The Orpheum, Boston MA: I was right near the front row when the show started. Some forgettable opening bands had finally cleared the stage and the Pogues were ready to hit the stage. There was some delay (we would later find out that they had to revive Shane McGowan who was found in a drunken stupor in his dressing room) but finally the lights went down again and the unmistakable opening of “IF I SHould Fall From Grace With God” started up. Shane was shoved onstage, beer in hand and began belting out the song. I was entranced, like the first time I had ever heard punk rock, the music became a transformative experience. This was beyond a rock concert, it was a cultural awakening for me, reminding me of the joy and power of music.

And there, standing behind Shane, playing guitar and singing along, was Joe Strummer. Unannounced, unbilled and totally by surprise, there was my punk rock hero, singing with the Pogues. I was awe struck. My hero, the man whose music changed my life in many profound ways was here again, here at a moment where I was discovering this new sound. He looked as happy as ever. The Pogues gave him lead singing duties on a couple songs, but mostly, he was back up for Shane. They did a cover of the Clashs “London Calling” with Shane and Joe sharing vocal duties and I wanted to cry. That one song felt like my worlds were colliding: my old punk rock life and my new soon to be adult life. Joe had obviously mellowed over the 10 years since the first time I had ever seen him. Older, grayer, more mature but still able to be a rock star.

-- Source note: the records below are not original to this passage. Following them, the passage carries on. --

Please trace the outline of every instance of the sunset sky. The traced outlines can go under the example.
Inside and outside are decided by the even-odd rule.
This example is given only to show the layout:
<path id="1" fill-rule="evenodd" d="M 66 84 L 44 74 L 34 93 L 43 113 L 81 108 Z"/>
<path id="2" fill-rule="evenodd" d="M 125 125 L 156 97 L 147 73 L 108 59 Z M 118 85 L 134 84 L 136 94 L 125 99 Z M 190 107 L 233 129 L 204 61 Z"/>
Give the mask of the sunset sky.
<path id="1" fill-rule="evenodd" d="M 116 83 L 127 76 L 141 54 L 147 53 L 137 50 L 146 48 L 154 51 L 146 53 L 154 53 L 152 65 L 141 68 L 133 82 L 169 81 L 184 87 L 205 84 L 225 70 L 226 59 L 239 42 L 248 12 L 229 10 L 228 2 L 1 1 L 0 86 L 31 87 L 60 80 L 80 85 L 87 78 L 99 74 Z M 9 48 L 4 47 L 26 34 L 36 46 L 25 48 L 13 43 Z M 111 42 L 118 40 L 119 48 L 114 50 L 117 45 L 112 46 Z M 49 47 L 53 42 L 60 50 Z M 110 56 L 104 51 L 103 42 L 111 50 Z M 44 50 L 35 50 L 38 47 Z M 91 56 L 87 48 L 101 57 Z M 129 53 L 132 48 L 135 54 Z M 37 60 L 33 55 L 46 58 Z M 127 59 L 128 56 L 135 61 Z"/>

The following year was college and that same year, Perry Farrell put together the first Lollapalooza tour. Alternative music would burst onto mainstream radio, no longer condemned to the world of college radio. And our little club, the misfits, the rejected, the disaffected, the downright crazy kids that had kept punk and alternative music alive on the fringe, would be thrust into the spotlight and the outcasts became the mainstream. The scene changed quickly from a reclusive little club and shows in dingey bars and clubs to arena rock shows and record moguls. Gone were the intimate little shows we loved and cherished. For those of us who were there from the beginning, it was hard to adjust and grow with the music. I learned to change and evolve and grow beyond the halloween costume and punk postering to a genuine love for all music, but at heart, deep down in my soul, I’m still that teenager with the blue mohawk and the combat boots and I’m looking forwad to the next show.